Prior to their most recent duties, both Hart and Lesko both held positions managing the construction of BIW’s Zumwalt-class ships.

Hart's previous posts, according to his LinkedIn profile, include serving onsite at BIW from 2013 to 2017 as a Navy program managers representative, supervising construction of the Zumwalt destroyers in Bath.

Lesko held multiple roles at BIW, including program manager for those warships, before he was promoted to president in November 2016. In 2008, he signed BIW's initial $1.4 billion contract to build USS Zumwalt, the first of the three guided-missile "stealth" ships in the class.

At roughly $4.2 billion apiece, the 600-foot Zumwalt destroyers are more than twice the cost of the Navy’s slightly smaller Arleigh Burke-class destroyers, which have been the staple of BIW’s shipbuilding since the 1980s.

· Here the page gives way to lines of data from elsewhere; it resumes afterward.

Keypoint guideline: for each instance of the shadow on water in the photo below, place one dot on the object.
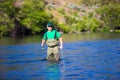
(84, 57)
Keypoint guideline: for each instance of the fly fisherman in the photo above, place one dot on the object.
(53, 40)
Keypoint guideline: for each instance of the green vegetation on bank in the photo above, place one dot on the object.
(25, 17)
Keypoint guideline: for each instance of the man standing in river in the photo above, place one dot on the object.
(53, 40)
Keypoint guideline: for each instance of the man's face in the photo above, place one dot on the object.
(49, 28)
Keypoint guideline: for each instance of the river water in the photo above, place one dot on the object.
(94, 56)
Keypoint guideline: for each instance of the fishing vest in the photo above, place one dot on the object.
(52, 42)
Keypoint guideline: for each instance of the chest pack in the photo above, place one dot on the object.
(52, 42)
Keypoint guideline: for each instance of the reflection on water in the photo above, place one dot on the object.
(66, 38)
(84, 57)
(52, 71)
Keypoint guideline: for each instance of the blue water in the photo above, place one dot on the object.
(81, 60)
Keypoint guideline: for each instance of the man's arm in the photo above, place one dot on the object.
(61, 42)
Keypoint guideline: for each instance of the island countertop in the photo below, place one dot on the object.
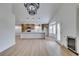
(32, 35)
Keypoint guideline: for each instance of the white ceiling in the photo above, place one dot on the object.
(44, 13)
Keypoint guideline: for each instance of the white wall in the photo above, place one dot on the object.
(17, 29)
(7, 27)
(67, 18)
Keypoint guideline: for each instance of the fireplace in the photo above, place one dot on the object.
(71, 43)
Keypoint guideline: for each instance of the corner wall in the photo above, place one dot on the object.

In 2018, Mainebiz cited reports that the Zumwalt program had been plagued by cost overruns and production delays that had driven its overall cost, including research and development, to $24 billion.

A spokesman for BIW, David Hench, declined to comment on the GAO report.

Bath Iron Works is owned by Reston, Va.-based General Dynamics (NYSE: GD), one of the largest defense contractors in the world. In 2021, the company reported $38.5 billion in revenue.